Examples of  Schedule III narcotics include: combination products containing less than 15  milligrams of hydrocodone per dosage unit (Vicodin®), products containing not  more than 90 milligrams of codeine per dosage unit (Tylenol with Codeine®), and  buprenorphine (Suboxone®).

Examples of Schedule III non-narcotics include:  benzphetamine (Didrex®), phendimetrazine, ketamine, and anabolic steroids such  as Depo®-Testosterone.

Schedule IV Controlled Substances

Substances in this schedule have a low potential for abuse  relative to substances in Schedule III.

Examples of Schedule IV substances include: alprazolam  (Xanax®), carisoprodol (Soma®), clonazepam (Klonopin®), clorazepate  (Tranxene®), diazepam (Valium®), lorazepam (Ativan®), midazolam (Versed®),  temazepam (Restoril®), and triazolam (Halcion®).

Schedule V Controlled Substances

Substances in this schedule have a low potential for abuse  relative to substances listed in Schedule IV and consist primarily of  preparations containing limited quantities of certain narcotics.

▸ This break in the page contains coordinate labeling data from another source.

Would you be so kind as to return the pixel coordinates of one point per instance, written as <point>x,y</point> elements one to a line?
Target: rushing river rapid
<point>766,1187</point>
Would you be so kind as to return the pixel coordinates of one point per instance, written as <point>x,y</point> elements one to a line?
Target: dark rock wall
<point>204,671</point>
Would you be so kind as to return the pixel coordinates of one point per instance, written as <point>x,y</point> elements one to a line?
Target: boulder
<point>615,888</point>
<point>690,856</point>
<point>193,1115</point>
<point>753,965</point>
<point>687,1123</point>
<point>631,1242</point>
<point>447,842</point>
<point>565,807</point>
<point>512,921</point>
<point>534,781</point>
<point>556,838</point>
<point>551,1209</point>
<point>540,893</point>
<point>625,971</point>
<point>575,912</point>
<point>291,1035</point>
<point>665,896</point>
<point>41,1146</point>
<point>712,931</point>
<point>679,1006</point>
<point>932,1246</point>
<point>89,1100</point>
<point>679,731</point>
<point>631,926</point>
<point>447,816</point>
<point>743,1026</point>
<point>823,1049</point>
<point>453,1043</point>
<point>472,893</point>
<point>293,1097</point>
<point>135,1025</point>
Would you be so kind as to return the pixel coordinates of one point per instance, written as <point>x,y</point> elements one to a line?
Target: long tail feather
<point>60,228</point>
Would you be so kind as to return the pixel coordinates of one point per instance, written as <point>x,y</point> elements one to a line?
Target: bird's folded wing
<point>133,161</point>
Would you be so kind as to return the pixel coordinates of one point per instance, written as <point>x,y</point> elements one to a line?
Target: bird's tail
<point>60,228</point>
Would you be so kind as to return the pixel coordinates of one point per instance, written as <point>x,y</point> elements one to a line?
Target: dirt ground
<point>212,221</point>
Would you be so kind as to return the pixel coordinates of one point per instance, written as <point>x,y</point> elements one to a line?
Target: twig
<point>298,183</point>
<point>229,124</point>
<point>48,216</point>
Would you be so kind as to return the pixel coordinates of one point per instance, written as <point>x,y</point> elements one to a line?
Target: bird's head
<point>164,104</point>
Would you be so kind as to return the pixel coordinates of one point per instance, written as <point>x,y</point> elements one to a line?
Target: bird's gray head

Examples of Schedule V substances include: cough  preparations containing not more than 200 milligrams of codeine per 100  milliliters or per 100 grams (Robitussin AC®, Phenergan with Codeine®), and  ezogabine.

The Nixon Connection

CSA as part of the Comprehensive Drug Abuse Prevention and Control Act was signed into law by President Richard Nixon on October 27, 1970.

RMN

[President Nixon Signs the Controlled Substances Act] 

Assessment

This picture was taken on that day at the White House. Behind the president is Attorney General John Mitchell and next to the president is BNDD Director Jack Ingersoll.